The premium carrier’s staff is aware headcount reduction is possible under the process, Chief Executive Officer Goh Choon Phong told reporters Tuesday at the annual meeting of the International Air Transport Association in Cancun, Mexico. The group, including affiliates and units, employed an average 24,350 workers at the end of March 2016.
Some jobs may become “irrelevant,” while some workers may need new skills for different tasks, Goh said, adding it is too early to provide numbers. The review process that covers the carrier’s fleet and network started more than six months ago, and Singapore Air has hired external advisers for help, he said.
Singapore Air, which reported its first quarterly loss in five years, is under pressure to reduce costs and revamp its business amid intense competition from regional discount carriers and Middle-Eastern rivals.
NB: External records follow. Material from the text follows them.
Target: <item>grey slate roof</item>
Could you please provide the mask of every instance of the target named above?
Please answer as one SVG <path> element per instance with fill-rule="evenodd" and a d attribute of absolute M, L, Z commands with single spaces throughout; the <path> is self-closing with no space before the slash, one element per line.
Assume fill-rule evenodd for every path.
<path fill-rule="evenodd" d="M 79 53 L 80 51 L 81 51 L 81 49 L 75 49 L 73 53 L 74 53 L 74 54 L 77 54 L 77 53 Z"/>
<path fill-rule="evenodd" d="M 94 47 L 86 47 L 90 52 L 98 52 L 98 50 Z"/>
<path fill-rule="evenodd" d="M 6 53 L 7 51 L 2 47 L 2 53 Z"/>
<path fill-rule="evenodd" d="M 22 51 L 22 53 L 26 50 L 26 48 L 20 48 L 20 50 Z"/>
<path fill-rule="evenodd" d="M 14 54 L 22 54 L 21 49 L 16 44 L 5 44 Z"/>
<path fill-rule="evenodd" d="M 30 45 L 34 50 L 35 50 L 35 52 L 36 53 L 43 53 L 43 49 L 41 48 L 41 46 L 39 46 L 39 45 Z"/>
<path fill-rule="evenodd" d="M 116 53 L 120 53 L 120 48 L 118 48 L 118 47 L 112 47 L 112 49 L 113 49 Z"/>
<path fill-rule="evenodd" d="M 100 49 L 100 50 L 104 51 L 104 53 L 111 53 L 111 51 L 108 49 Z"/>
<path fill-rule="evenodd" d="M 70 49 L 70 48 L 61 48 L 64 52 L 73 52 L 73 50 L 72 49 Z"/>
Asia’s other marquee carrier -- Cathay Pacific Airways Ltd. -- said last month that it would eliminate 600 jobs in Hong Kong as part of the biggest business revamp in two decades as it slipped into a loss for the first time in eight years.
Predicting a challenging 2017, with passenger and cargo yields -- a key measure of profitability in the industry -- under stress, Singapore Air said in May that it’s set up a dedicated transformation office to conduct a “wide-ranging review” to better position the group for long-term, sustainable growth.
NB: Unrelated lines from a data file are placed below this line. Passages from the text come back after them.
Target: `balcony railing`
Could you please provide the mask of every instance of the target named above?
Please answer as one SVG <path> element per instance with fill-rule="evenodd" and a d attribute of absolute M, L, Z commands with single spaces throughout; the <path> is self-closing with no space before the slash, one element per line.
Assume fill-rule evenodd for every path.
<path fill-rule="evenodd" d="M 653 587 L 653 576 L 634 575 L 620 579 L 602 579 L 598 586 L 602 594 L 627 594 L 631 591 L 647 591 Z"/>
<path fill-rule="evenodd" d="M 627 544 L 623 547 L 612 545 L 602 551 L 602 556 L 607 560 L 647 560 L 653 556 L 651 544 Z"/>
The aim of the process is to reshape the business “that continues to deliver high-quality products and services, though with a significantly improved cost base and higher levels of efficiency,” it said in a statement on May 18.
The net loss in the quarter through March was S$138.3 million ($100 million), the first since the same period in 2012. The company took a provision of S$132 million in the period for competition-related matters.
Shares of Singapore Air -- the only Asian airline to have flown the Concorde and the first in the world to fly the A380 superjumbo -- have risen 3.4 percent this year, lagging behind the 21 percent gains for the Bloomberg Asia Pacific Airlines Index.
Hong Kong-based Cathay Pacific has set a target to save 30 percent in employee costs at its head office.